Women's football is expected to get a boost with India hosting the FIFA U-17 World Cup next year and the AFC Asian Cup in 2022.
Aditi said more girls will emulate national team striker Devi, who last year became the first Indian woman to play in a top flight professional league in Europe. She now plays in Scottish Premier League with Glasgow-based Rangers.
"There is so much potential in India. I want more girls to get such exposures, and learn from playing against better opponents. With more avenues for younger girls coming up, I am sure there will be others who will follow in Bala's footsteps," Chauhan said.
"Bala is a gem of a player and her move to Rangers is amazing," she was quoted as saying in an AIFF release.
The 27-year-old Chauhan herself had played in England for London-based West Ham Ladies between 2015 and 2018, though not in the top-tier league, when she was pursuing her studies in the UK.
"The standard of play, the culture is so different. It's a total professional set-up in Europe. The experience which she will gain will benefit not just her (Devi), but Indian football in general," she said.
"Whenever she comes back to play for the National Team, we'd eagerly wait to hear about her experiences. I am sure she'll love to share all of that – especially with the U-17 girls. Her knowledge will matter a lot shaping the career of younger girls."
Chauhan, who has earned 15 caps for the country since making debut in 2012, also said women's football has now become more pan-Indian and gone are the day when the Manipuri players completely dominated the national team.
"When I first started playing for the national team, it was majorly dominated by players from Manipur. But it has become more of a diverse team now. The team now has a pan Indian representation.
"The competition for places in the team has grown – everyone is pushing each other. No one is comfortable as there are new kids coming from all over and securing slots in the squad. That's how the team has grown, and the results have come out so well."
Indian footballers can flourish with more exposure: Cahill
Former Australia and Jamshedpur FC striker Tim Cahill believes Indian football's young talents can flourish with systematic exposure at the top level.

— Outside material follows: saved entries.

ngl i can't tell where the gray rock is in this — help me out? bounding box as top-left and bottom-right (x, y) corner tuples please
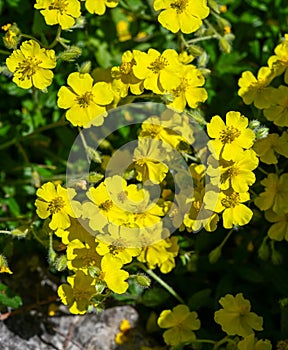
(0, 306), (152, 350)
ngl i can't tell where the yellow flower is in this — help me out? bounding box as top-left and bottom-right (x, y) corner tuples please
(263, 85), (288, 126)
(66, 238), (101, 272)
(58, 270), (97, 314)
(158, 304), (200, 346)
(253, 132), (288, 164)
(55, 217), (95, 245)
(6, 40), (56, 90)
(184, 189), (219, 232)
(99, 255), (129, 294)
(115, 319), (131, 345)
(238, 67), (275, 109)
(133, 138), (169, 184)
(207, 111), (255, 160)
(153, 0), (210, 34)
(254, 173), (288, 215)
(167, 65), (208, 112)
(34, 0), (81, 30)
(133, 48), (181, 93)
(208, 150), (259, 193)
(238, 334), (272, 350)
(204, 189), (253, 229)
(268, 34), (288, 83)
(82, 0), (119, 15)
(116, 20), (132, 42)
(111, 50), (144, 95)
(35, 182), (82, 230)
(265, 210), (288, 241)
(57, 72), (114, 128)
(214, 293), (263, 337)
(137, 231), (179, 274)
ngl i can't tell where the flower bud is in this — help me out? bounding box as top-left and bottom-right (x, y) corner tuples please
(255, 126), (269, 140)
(209, 246), (222, 264)
(208, 0), (220, 13)
(2, 23), (21, 50)
(258, 237), (270, 261)
(88, 266), (101, 278)
(134, 274), (151, 288)
(58, 46), (82, 62)
(0, 254), (12, 274)
(87, 146), (102, 163)
(79, 61), (92, 74)
(54, 255), (67, 271)
(249, 119), (261, 130)
(219, 37), (232, 54)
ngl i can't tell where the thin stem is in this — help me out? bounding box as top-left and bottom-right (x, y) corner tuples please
(0, 230), (12, 234)
(192, 339), (216, 345)
(258, 166), (269, 175)
(136, 262), (185, 304)
(47, 26), (62, 49)
(20, 34), (43, 46)
(213, 336), (237, 350)
(0, 49), (10, 55)
(186, 34), (218, 45)
(219, 228), (234, 250)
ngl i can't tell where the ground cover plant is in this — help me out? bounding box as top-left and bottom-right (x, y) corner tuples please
(1, 0), (288, 349)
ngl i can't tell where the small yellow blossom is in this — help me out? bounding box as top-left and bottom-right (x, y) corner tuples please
(58, 270), (97, 314)
(116, 20), (132, 42)
(265, 210), (288, 241)
(268, 34), (288, 83)
(205, 189), (253, 229)
(253, 132), (288, 164)
(57, 72), (114, 128)
(207, 150), (259, 193)
(115, 319), (131, 345)
(35, 182), (82, 230)
(6, 40), (56, 90)
(207, 111), (255, 160)
(158, 304), (200, 346)
(0, 254), (13, 274)
(254, 173), (288, 215)
(238, 67), (275, 109)
(153, 0), (210, 34)
(133, 138), (169, 184)
(133, 48), (181, 93)
(35, 0), (81, 30)
(263, 85), (288, 126)
(214, 293), (263, 337)
(82, 0), (119, 15)
(167, 65), (208, 112)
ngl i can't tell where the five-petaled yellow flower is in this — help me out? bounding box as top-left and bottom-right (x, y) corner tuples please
(6, 40), (56, 90)
(153, 0), (210, 34)
(57, 72), (114, 128)
(35, 182), (82, 230)
(207, 111), (255, 160)
(34, 0), (81, 30)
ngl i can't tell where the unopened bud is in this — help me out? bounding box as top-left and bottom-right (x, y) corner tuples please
(88, 172), (104, 184)
(58, 46), (82, 62)
(255, 126), (269, 140)
(95, 281), (106, 293)
(249, 119), (261, 130)
(258, 237), (270, 261)
(87, 146), (102, 163)
(79, 61), (92, 74)
(208, 0), (220, 13)
(189, 45), (204, 58)
(88, 266), (101, 278)
(54, 255), (67, 271)
(209, 246), (222, 264)
(134, 274), (151, 288)
(219, 37), (232, 54)
(271, 243), (282, 265)
(198, 51), (209, 68)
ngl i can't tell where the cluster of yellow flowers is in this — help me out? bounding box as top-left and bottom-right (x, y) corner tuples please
(156, 293), (271, 348)
(238, 34), (288, 242)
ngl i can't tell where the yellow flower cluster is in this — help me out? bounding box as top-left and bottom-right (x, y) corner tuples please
(204, 111), (258, 229)
(239, 35), (288, 242)
(239, 34), (288, 127)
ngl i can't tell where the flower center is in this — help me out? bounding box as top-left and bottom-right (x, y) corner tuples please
(170, 0), (189, 13)
(117, 191), (128, 203)
(148, 56), (168, 74)
(221, 192), (240, 208)
(221, 165), (239, 183)
(172, 78), (188, 97)
(76, 91), (94, 108)
(49, 0), (68, 14)
(99, 200), (113, 211)
(48, 196), (65, 214)
(120, 61), (134, 75)
(219, 126), (241, 144)
(15, 56), (42, 81)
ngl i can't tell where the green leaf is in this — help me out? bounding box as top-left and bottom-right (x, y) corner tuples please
(0, 283), (22, 309)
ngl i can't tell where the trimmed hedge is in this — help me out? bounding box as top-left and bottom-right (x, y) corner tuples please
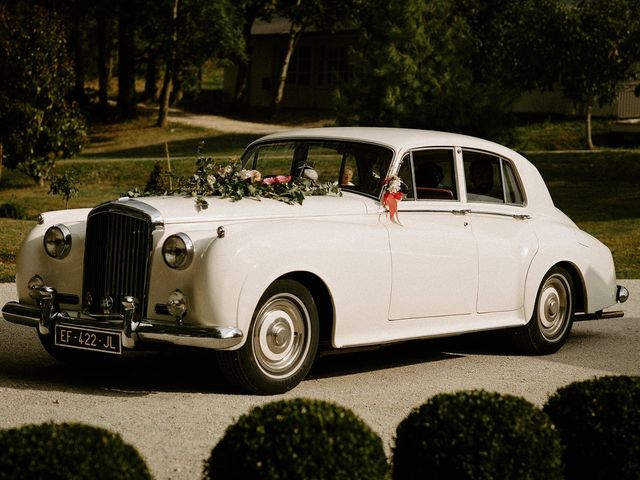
(0, 202), (26, 220)
(392, 390), (563, 480)
(0, 422), (151, 480)
(544, 375), (640, 480)
(204, 398), (389, 480)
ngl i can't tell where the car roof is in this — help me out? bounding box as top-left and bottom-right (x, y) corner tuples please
(248, 127), (558, 215)
(250, 127), (517, 157)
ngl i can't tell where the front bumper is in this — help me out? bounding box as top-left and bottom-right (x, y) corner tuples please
(2, 286), (243, 351)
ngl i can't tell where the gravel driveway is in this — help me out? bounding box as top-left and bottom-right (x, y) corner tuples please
(1, 281), (638, 479)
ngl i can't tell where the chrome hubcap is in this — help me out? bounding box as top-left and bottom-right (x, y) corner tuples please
(252, 294), (309, 377)
(538, 274), (571, 341)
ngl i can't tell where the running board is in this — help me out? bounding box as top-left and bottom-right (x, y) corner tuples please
(574, 310), (625, 322)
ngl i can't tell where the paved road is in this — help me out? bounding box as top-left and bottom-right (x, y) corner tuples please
(1, 281), (638, 479)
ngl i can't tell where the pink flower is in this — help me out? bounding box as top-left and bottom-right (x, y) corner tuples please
(263, 175), (291, 186)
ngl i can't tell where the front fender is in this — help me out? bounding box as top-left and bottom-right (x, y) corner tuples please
(15, 209), (91, 304)
(192, 217), (392, 349)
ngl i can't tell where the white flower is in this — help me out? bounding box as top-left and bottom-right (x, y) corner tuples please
(206, 175), (216, 186)
(386, 176), (402, 193)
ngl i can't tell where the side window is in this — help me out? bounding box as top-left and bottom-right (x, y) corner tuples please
(463, 150), (525, 205)
(412, 149), (458, 200)
(502, 161), (525, 205)
(398, 154), (414, 200)
(463, 150), (504, 203)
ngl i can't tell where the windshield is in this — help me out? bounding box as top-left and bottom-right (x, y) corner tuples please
(241, 140), (395, 198)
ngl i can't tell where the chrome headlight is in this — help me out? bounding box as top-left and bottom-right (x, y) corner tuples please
(162, 233), (193, 270)
(43, 224), (72, 259)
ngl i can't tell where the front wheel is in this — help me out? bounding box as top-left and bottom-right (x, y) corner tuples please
(217, 279), (319, 395)
(516, 266), (575, 355)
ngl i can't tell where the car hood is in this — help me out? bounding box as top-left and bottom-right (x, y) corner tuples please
(120, 192), (374, 225)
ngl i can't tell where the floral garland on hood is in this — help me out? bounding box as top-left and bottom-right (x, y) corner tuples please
(128, 157), (341, 210)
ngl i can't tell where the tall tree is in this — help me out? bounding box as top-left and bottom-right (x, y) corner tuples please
(156, 0), (245, 127)
(96, 9), (115, 112)
(231, 0), (272, 107)
(271, 0), (362, 117)
(157, 0), (180, 128)
(560, 0), (640, 149)
(337, 0), (566, 138)
(116, 0), (139, 118)
(0, 4), (86, 185)
(337, 0), (476, 130)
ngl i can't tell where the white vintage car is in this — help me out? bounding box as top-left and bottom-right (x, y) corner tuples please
(2, 127), (629, 394)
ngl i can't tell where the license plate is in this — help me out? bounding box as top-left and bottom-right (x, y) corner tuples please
(54, 324), (122, 355)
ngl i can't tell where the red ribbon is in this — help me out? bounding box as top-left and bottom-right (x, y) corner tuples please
(383, 192), (403, 224)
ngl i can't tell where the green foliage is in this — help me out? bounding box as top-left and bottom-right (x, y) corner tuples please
(454, 0), (565, 92)
(559, 0), (640, 147)
(48, 169), (81, 208)
(0, 4), (87, 185)
(0, 422), (151, 480)
(130, 158), (340, 208)
(0, 202), (26, 220)
(204, 398), (389, 480)
(392, 390), (564, 480)
(560, 0), (640, 107)
(543, 376), (640, 480)
(337, 0), (565, 139)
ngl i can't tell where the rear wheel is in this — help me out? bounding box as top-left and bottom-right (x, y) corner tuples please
(517, 266), (575, 354)
(217, 279), (319, 394)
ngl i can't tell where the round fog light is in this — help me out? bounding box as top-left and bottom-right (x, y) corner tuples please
(167, 290), (188, 319)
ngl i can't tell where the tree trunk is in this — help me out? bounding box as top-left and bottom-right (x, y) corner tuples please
(272, 23), (302, 118)
(170, 64), (183, 106)
(157, 66), (173, 128)
(157, 0), (179, 128)
(232, 20), (256, 108)
(116, 6), (137, 119)
(233, 62), (249, 107)
(97, 14), (113, 112)
(142, 50), (159, 103)
(585, 97), (595, 150)
(70, 3), (86, 104)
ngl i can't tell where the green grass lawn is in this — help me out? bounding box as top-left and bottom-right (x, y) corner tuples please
(1, 117), (639, 281)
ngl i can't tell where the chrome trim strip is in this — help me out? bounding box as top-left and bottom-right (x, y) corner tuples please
(2, 302), (40, 327)
(469, 210), (531, 220)
(92, 197), (164, 227)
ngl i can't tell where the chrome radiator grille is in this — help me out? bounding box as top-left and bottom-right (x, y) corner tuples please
(82, 206), (153, 317)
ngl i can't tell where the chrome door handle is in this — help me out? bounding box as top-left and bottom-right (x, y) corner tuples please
(452, 209), (471, 215)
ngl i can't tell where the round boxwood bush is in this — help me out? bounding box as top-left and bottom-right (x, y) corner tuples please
(204, 398), (389, 480)
(543, 375), (640, 480)
(0, 422), (151, 479)
(393, 390), (563, 480)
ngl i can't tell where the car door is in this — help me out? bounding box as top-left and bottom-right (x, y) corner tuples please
(387, 148), (478, 320)
(462, 149), (538, 313)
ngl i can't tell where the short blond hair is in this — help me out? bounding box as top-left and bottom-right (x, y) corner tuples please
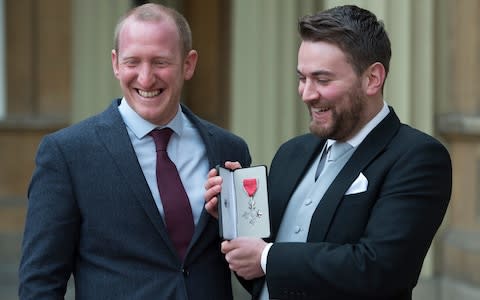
(113, 3), (192, 57)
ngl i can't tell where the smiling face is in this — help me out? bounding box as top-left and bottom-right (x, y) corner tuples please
(112, 17), (197, 125)
(297, 41), (374, 141)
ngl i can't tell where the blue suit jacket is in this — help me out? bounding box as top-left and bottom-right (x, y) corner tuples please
(252, 109), (451, 300)
(19, 99), (251, 300)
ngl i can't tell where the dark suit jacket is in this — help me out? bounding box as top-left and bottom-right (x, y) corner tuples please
(253, 109), (451, 300)
(19, 99), (251, 300)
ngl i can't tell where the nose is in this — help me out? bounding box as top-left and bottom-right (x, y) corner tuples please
(300, 79), (319, 103)
(137, 64), (155, 87)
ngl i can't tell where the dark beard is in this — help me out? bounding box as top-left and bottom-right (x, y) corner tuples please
(309, 86), (365, 141)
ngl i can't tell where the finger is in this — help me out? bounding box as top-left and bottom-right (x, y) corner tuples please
(204, 185), (217, 201)
(204, 175), (222, 191)
(205, 196), (218, 207)
(224, 161), (242, 170)
(204, 197), (219, 218)
(221, 240), (235, 254)
(207, 168), (218, 179)
(204, 183), (221, 202)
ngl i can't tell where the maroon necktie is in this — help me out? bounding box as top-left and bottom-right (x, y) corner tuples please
(150, 128), (194, 259)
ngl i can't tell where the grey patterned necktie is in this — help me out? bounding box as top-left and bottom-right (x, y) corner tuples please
(315, 142), (352, 181)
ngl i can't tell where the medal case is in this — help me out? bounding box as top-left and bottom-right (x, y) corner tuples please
(216, 165), (271, 239)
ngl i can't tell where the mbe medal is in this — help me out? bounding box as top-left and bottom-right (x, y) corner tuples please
(242, 178), (263, 225)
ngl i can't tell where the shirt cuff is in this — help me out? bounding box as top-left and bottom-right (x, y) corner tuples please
(260, 243), (273, 274)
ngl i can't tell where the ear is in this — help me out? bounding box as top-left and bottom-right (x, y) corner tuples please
(111, 49), (120, 78)
(183, 50), (198, 80)
(362, 62), (386, 96)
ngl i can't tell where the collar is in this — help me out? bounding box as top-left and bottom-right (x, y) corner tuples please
(118, 98), (184, 139)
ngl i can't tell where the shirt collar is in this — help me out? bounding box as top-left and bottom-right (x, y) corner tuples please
(118, 98), (184, 139)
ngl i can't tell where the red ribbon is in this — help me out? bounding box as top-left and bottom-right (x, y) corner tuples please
(243, 178), (257, 197)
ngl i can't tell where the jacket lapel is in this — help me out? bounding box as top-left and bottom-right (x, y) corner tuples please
(309, 108), (401, 241)
(95, 100), (175, 253)
(180, 105), (217, 248)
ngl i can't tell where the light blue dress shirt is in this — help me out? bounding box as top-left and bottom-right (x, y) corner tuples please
(118, 98), (209, 225)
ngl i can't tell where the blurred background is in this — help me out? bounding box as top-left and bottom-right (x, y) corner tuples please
(0, 0), (479, 299)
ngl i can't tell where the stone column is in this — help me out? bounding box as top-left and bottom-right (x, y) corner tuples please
(71, 0), (130, 122)
(230, 0), (322, 165)
(0, 0), (5, 119)
(436, 0), (480, 299)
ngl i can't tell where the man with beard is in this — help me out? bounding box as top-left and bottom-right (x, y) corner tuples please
(205, 5), (452, 300)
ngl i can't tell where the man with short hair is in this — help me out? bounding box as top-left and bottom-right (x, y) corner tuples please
(19, 3), (250, 299)
(205, 5), (451, 300)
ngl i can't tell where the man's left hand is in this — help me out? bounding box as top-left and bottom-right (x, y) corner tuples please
(221, 237), (267, 280)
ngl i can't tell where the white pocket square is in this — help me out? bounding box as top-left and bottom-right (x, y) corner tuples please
(345, 172), (368, 195)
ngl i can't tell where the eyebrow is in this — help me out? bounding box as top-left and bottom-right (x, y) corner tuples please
(120, 56), (139, 61)
(296, 69), (334, 77)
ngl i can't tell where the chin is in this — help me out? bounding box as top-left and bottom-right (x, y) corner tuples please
(309, 125), (328, 138)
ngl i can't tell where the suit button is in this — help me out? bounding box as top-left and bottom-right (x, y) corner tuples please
(294, 226), (302, 233)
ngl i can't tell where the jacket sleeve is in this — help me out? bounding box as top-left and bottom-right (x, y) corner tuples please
(19, 135), (80, 300)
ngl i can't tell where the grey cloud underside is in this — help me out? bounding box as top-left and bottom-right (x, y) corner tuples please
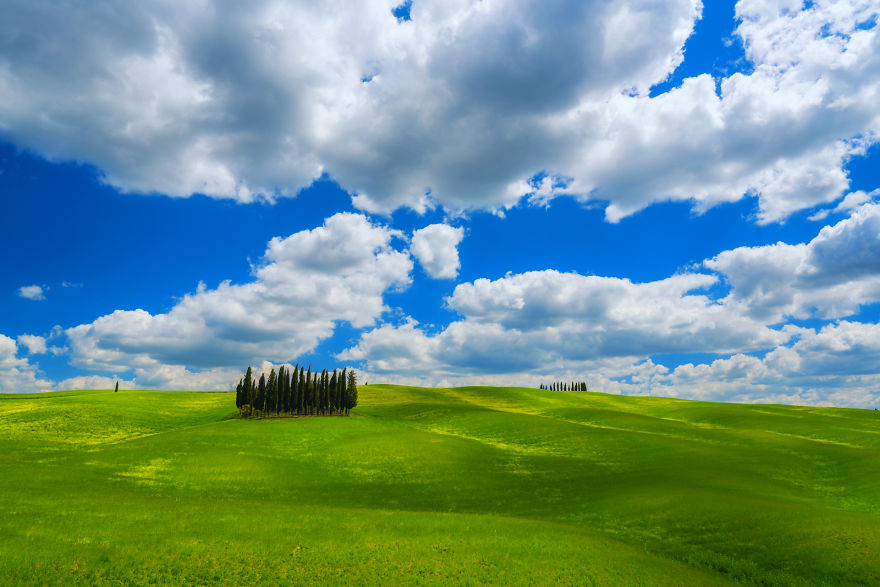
(2, 1), (876, 220)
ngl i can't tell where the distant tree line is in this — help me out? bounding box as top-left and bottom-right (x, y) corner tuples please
(235, 365), (358, 417)
(539, 381), (588, 392)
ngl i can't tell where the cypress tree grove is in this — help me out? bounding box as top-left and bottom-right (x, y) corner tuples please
(235, 364), (360, 418)
(539, 380), (590, 393)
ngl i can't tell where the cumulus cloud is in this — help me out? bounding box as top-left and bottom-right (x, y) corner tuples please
(16, 334), (47, 355)
(0, 334), (53, 393)
(343, 203), (880, 406)
(340, 269), (789, 377)
(2, 1), (873, 221)
(809, 189), (880, 221)
(706, 202), (880, 322)
(17, 285), (46, 300)
(65, 213), (412, 377)
(411, 224), (465, 279)
(350, 321), (880, 408)
(651, 320), (880, 407)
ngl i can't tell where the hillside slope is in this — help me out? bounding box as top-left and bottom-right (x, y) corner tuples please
(2, 386), (879, 585)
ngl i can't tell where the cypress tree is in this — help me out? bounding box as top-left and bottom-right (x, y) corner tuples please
(306, 366), (312, 415)
(314, 371), (320, 415)
(329, 370), (338, 415)
(284, 366), (292, 414)
(114, 380), (119, 393)
(258, 373), (267, 416)
(243, 366), (254, 410)
(278, 366), (287, 414)
(324, 370), (329, 414)
(267, 368), (277, 415)
(337, 369), (344, 414)
(287, 366), (292, 414)
(345, 370), (358, 415)
(299, 366), (305, 415)
(319, 370), (324, 415)
(294, 365), (301, 415)
(313, 372), (319, 415)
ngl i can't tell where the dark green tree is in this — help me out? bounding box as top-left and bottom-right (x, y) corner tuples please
(305, 366), (312, 415)
(329, 370), (337, 415)
(345, 369), (358, 415)
(267, 368), (277, 415)
(257, 373), (267, 415)
(281, 366), (290, 414)
(242, 366), (254, 411)
(339, 368), (347, 415)
(298, 366), (305, 415)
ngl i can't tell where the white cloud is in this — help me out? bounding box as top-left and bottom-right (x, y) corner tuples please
(653, 320), (880, 407)
(706, 202), (880, 322)
(351, 322), (880, 408)
(5, 1), (874, 222)
(340, 269), (788, 377)
(130, 365), (240, 391)
(0, 334), (53, 393)
(342, 203), (880, 406)
(66, 213), (412, 376)
(53, 368), (237, 392)
(17, 334), (47, 355)
(809, 189), (879, 221)
(411, 224), (465, 279)
(57, 375), (133, 391)
(17, 285), (46, 300)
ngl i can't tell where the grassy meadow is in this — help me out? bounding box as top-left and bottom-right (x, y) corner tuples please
(1, 385), (880, 585)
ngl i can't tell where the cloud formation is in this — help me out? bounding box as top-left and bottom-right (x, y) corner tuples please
(66, 213), (412, 376)
(340, 269), (788, 374)
(16, 334), (47, 355)
(411, 224), (465, 279)
(5, 203), (880, 405)
(17, 285), (46, 300)
(706, 202), (880, 322)
(342, 203), (880, 406)
(2, 1), (874, 220)
(0, 334), (52, 393)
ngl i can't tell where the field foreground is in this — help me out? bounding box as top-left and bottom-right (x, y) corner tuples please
(2, 385), (880, 585)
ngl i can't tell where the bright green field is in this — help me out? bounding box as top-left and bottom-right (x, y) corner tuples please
(2, 386), (880, 585)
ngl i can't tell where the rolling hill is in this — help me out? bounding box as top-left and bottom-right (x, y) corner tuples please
(2, 385), (879, 585)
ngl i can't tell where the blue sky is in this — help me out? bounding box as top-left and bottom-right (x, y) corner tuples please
(2, 0), (880, 406)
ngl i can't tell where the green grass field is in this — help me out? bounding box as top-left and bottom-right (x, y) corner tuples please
(2, 385), (879, 585)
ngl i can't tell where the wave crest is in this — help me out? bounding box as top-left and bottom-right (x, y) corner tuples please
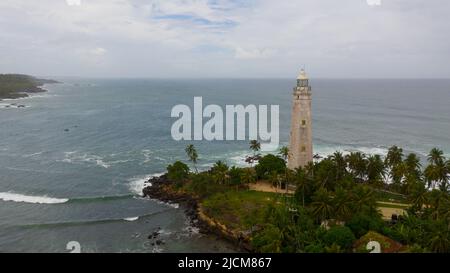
(0, 192), (69, 204)
(128, 172), (165, 196)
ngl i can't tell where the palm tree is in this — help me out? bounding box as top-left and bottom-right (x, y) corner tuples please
(351, 185), (377, 215)
(409, 182), (428, 212)
(428, 189), (449, 221)
(248, 140), (261, 166)
(429, 229), (450, 253)
(330, 151), (347, 181)
(315, 159), (337, 190)
(240, 168), (256, 187)
(250, 140), (261, 153)
(366, 154), (385, 187)
(185, 144), (199, 173)
(405, 153), (422, 180)
(333, 188), (353, 221)
(311, 188), (334, 222)
(212, 160), (228, 171)
(424, 148), (448, 189)
(279, 146), (289, 161)
(384, 146), (404, 187)
(346, 152), (366, 181)
(279, 146), (290, 194)
(305, 161), (315, 179)
(294, 167), (308, 207)
(211, 160), (229, 185)
(428, 148), (445, 165)
(268, 170), (281, 192)
(385, 146), (404, 168)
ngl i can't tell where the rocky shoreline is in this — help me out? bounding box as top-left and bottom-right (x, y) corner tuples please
(142, 175), (252, 252)
(0, 74), (59, 101)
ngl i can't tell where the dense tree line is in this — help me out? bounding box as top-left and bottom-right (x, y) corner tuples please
(166, 143), (450, 253)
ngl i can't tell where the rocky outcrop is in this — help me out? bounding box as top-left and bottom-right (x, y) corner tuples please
(142, 175), (252, 252)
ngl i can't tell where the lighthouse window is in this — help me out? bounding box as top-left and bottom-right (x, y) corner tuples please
(302, 120), (306, 126)
(301, 146), (306, 152)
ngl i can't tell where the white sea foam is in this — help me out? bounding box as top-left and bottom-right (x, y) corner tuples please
(0, 192), (69, 204)
(123, 217), (139, 222)
(159, 229), (173, 236)
(151, 246), (164, 253)
(142, 149), (153, 163)
(0, 103), (28, 109)
(219, 145), (392, 167)
(229, 153), (251, 167)
(61, 151), (111, 168)
(23, 152), (44, 158)
(347, 147), (389, 156)
(128, 172), (165, 196)
(2, 92), (56, 102)
(314, 145), (389, 159)
(147, 198), (180, 209)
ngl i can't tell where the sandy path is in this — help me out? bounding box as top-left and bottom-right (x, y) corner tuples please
(379, 207), (406, 220)
(249, 181), (295, 194)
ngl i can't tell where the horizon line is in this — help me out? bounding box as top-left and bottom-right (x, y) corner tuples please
(33, 75), (450, 80)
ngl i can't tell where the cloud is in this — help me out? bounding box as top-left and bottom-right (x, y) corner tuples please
(90, 47), (107, 56)
(234, 47), (273, 60)
(0, 0), (449, 78)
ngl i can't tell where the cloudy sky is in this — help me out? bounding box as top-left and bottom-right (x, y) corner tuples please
(0, 0), (449, 78)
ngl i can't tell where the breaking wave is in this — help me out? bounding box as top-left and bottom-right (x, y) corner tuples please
(127, 172), (165, 196)
(19, 210), (169, 229)
(0, 192), (134, 205)
(0, 192), (69, 204)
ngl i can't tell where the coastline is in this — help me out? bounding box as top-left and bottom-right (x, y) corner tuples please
(142, 175), (253, 253)
(0, 74), (59, 101)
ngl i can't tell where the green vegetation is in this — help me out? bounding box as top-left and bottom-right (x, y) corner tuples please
(0, 74), (57, 99)
(202, 191), (281, 230)
(167, 161), (190, 187)
(162, 143), (450, 253)
(354, 231), (405, 253)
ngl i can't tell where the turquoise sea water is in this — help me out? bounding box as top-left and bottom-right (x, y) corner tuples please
(0, 78), (449, 252)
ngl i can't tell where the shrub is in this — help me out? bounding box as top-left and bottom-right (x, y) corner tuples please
(304, 244), (324, 253)
(187, 173), (226, 198)
(251, 224), (282, 253)
(228, 166), (243, 187)
(167, 161), (189, 186)
(346, 213), (384, 238)
(354, 231), (404, 253)
(323, 226), (356, 251)
(255, 154), (286, 179)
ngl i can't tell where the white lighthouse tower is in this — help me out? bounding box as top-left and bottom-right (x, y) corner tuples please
(288, 69), (313, 169)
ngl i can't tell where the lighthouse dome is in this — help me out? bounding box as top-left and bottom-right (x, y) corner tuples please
(297, 69), (308, 80)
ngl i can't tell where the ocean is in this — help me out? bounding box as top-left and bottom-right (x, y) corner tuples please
(0, 78), (449, 252)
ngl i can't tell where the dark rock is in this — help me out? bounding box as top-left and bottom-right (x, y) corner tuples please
(142, 173), (249, 253)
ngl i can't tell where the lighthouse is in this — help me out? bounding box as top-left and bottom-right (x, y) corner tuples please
(288, 69), (313, 169)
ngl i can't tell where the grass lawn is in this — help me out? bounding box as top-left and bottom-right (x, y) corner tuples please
(201, 190), (287, 230)
(376, 202), (409, 209)
(201, 187), (410, 227)
(373, 189), (407, 203)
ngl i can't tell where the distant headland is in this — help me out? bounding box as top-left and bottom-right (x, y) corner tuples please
(0, 74), (59, 100)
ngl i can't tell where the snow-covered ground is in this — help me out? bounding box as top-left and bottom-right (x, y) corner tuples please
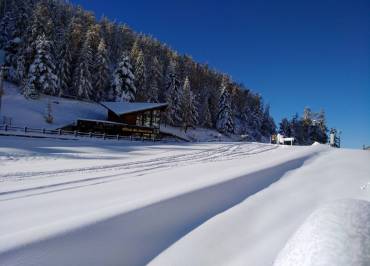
(274, 199), (370, 266)
(1, 82), (106, 129)
(0, 135), (369, 266)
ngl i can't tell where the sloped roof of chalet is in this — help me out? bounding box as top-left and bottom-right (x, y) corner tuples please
(100, 101), (168, 115)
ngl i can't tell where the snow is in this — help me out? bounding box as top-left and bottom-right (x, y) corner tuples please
(1, 82), (106, 129)
(100, 101), (167, 115)
(274, 199), (370, 266)
(150, 147), (370, 266)
(0, 135), (369, 266)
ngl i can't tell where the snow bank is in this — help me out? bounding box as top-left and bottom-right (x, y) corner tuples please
(150, 148), (370, 266)
(274, 199), (370, 266)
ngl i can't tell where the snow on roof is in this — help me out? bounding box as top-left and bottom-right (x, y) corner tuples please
(100, 101), (168, 115)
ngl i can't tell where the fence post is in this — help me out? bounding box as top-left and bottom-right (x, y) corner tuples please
(130, 135), (132, 141)
(24, 126), (27, 133)
(74, 130), (77, 137)
(42, 128), (45, 134)
(89, 132), (92, 138)
(103, 133), (106, 140)
(4, 124), (7, 131)
(116, 134), (119, 140)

Cahill, who brought his sterling career to an end following his stint with the Jamshedpur-based side in the 2018-19 season of the Indian Super League (ISL), said his experience convinced him that India has what it takes to excel on the continental and world stages.
"Indian talents just need more games, get them playing all the time and competing and when they go into international fixtures, you (will) see that they can handle the pressure," Cahill was quoted as saying by 'Star Sports Football United' according to the Asian Football Federation website.
The 40-year-old said India is moving towards the right direction to achieve greater heights.
"The ISL and the leagues that are being played with its infrastructure are great and the only thing that the game needs more than anything is unity.
"Everyone is flowing in the same direction to get to that one goal - which is to win an AFC Asian Cup title, to reach the World Cup and help women's football and to develop your own leagues."
Cahill's spell at Jamshedpur was cut short to 11 matches due to injury but the Australian legend has fond memories of his time with The Red Miners.
"It was amazing, I lived and breathed everything and was very close to the community as well as the owners from the Tata Group," said Cahill, who had also spent eight years at English Premier League side Everton, featuring in 226 matches with 56 goals to his credit.
"One of the best things about the club was that everything we did was for our fans and everything Jamshedpur FC did was for players."
He said it was a crazy experience and he felt blessed to have been with the club.
"We were around kids and in schools where we opened up training programmes. I was asked about fundamental skills and things that I do such as projects...it was just crazy.
"We were in the middle of nowhere and we have thousands at the game. I'm very blessed to have had that kind of experience," Cahill said.